Message Too Old, No Replies

Companies running a business spidering Google - how and why?

         

pavlovapete

12:27 am on May 19, 2009 (gmt 0)

10+ Year Member



Just came across another "report" from a business that "crawled" Google results "for x thousand keywords" across the US as part of a survey.

Yesterday I got some email from a business that has "servers across the US" working out what keywords businesses are ranking for.

The other day I was looking at a huge database of adwords advertisements and keywords used by businesses worldwide.

What is going on?

Obviously (to me) these are the products of automated queries - supposedly something Google will not allow.

How are these "crawling" companies hoping to build a long term business based on activities that are outside the Google TOS?

I'm not understanding this at all.

tedster

1:23 am on May 19, 2009 (gmt 0)

WebmasterWorld Senior Member 10+ Year Member



The "why" seems clear to me - they feel there is commercial value in the intelligence, especially for large aggregated data-sets.

Whether this can be a viable long-term business model, well, that's anyone's guess. And how do they do it? well, I'd say the phrase "servers across the US" gives a big clue. Many servers on dissimilar IP addresses, throttled way back to avoid detection.

ogletree

1:33 am on May 19, 2009 (gmt 0)

WebmasterWorld Senior Member 10+ Year Member Top Contributors Of The Month



If you know what you are doing it is easy to spider google. All Google does is fight amateurs. The pros will always get what they need. There are people that have spidered Google every day for years.

pavlovapete

4:52 am on May 19, 2009 (gmt 0)

10+ Year Member



I guess I wonder why Google lets these businesses continue. It would be pretty easy to prove that the data was coming from automated queries wouldn't it? Alternatively couldn't google release the data themselves and become the authoritative source of aggregated reports? Collectively I'd assume that these businesses are making many dollars. Not to mention the computational load.

throttled way back
...
every day for years

- that makes me shiver. I can't imagine being banned from using google.

Maybe I am naive about how clever they are?

fishfinger

10:27 am on May 19, 2009 (gmt 0)

10+ Year Member



It would be pretty easy to prove that the data was coming from automated queries wouldn't it?

I know nothing about how it's done, but I'd imagine that you make sure that you

(a) don't fire off your queries too fast, and
(b) have a huge amount of random IPs (either non-existent or spoof a genuine one)

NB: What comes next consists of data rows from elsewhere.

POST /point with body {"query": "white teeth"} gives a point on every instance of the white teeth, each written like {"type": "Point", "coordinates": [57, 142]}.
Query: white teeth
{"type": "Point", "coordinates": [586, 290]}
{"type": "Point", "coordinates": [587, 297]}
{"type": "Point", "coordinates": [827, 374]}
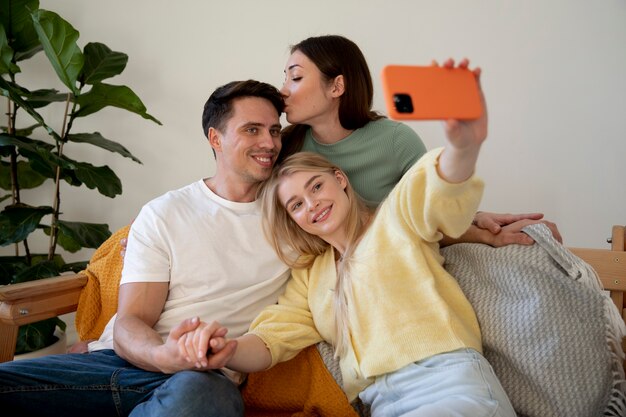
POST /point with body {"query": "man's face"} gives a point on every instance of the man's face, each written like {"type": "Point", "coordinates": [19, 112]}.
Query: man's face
{"type": "Point", "coordinates": [250, 142]}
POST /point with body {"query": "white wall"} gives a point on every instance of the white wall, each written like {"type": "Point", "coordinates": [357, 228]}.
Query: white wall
{"type": "Point", "coordinates": [554, 73]}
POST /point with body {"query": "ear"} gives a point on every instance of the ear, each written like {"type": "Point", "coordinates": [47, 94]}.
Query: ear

Impossible to spot if you mix it up.

I've been temporarily blocked from Google for skimming through SERPS too fast in too short a space of time.

Perhaps they have a threshold for so many queries per IP per 24 hour period too. But anything that is programmed can be measured and counter-programmed.

I'd imagine these guys are constantly testing the limits with bots that do occasionally get caught and then making sure that their proper bots run below that threshold.